La FINMA a par ailleurs créé les conditions techniques en interne pour être en mesure de suivre l’évolution de l’octroi de nouvelles hypothèques par les établissements de grande taille, grâce à des analyses standardisées. Une simulation de crise hypothécaire a par ailleurs été réalisée dans 17 banques au quatrième trimestre, afin de mieux évaluer la vulnérabilité des banques et leur capacité à absorber des pertes élevées liées aux opérations hypothécaires. La simulation de crise a été réalisée sur la base des informations communiquées par les banques sur les profils de taux de nantissement, de capacité à supporter les charges et d’échéance de leurs portefeuilles hypothécaires. Grâce à l’observation simultanée d’un grand nombre de banques dans des conditions de simulation de crise uniformes, la FINMA est en mesure de réaliser une analyse comparative pertinente des portefeuilles existants et de détecter les valeurs hors normes.

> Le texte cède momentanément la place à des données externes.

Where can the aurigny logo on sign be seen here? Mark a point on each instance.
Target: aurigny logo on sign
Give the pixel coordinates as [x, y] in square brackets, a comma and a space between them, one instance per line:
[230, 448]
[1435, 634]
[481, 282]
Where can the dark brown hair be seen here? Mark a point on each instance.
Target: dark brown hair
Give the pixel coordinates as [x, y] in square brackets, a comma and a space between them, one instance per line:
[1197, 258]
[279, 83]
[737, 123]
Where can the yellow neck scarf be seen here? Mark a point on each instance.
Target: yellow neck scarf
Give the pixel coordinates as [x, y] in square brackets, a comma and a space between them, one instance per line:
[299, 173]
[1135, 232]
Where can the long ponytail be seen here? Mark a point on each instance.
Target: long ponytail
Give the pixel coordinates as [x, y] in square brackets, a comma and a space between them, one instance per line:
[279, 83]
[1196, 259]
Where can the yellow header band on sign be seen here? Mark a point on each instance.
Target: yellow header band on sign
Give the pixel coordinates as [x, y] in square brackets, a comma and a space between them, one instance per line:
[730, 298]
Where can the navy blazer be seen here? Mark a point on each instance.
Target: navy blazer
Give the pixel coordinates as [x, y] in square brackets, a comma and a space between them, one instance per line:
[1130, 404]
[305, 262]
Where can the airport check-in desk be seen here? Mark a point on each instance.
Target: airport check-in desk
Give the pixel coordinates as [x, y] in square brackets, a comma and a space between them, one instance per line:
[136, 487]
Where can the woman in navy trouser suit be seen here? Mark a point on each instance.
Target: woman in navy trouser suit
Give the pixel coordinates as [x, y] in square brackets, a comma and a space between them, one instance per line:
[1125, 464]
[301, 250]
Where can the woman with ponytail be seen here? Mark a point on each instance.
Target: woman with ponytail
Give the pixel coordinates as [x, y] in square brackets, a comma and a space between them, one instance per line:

Sur la base de son appréciation des risques, la FINMA peut exiger le provisionnement de fonds propres supplémentaires, si elle estime que les fonds propres minimaux et le volant de fonds propres ne couvrent pas suffisamment le profil de risque d’un établissement. Elle a déjà fait usage de cette possibilité à plusieurs reprises et vérifiera dans d’autres banques si la constitution de fonds propres supplémentaires est nécessaire. En combinaison avec les autres instruments de surveillance, la FINMA peut ainsi réagir aux situations en matière de risques spécifiques aux établissements. De telles mesures spécifiques aux établissements ne sont toutefois pas adaptées pour réduire les risques accrus sur l’ensemble du marché hypothécaire ou sur des marchés partiels. Des adaptations du cadre réglementaire seraient requises à cet effet. Les possibilités correspondantes incluent l’adaptation de l’autorégulation par les banques afin d’appliquer des critères d’octroi de crédit plus prudents dans le secteur de la construction de logements ou des adaptations des dispositions sur les fonds propres dans l’ordonnance sur les fonds propres du Conseil fédéral, pour que les risques accrus des financements d’immeubles résidentiels de rendement soient mieux pris en compte. Les corrections de valeurs pour les risques de défaillance ont, dans l’ensemble, constamment baissé au cours des années passées. Le niveau des corrections de valeurs pour les créances hypothécaires s’élevait fin 2017 à encore 0,2 %.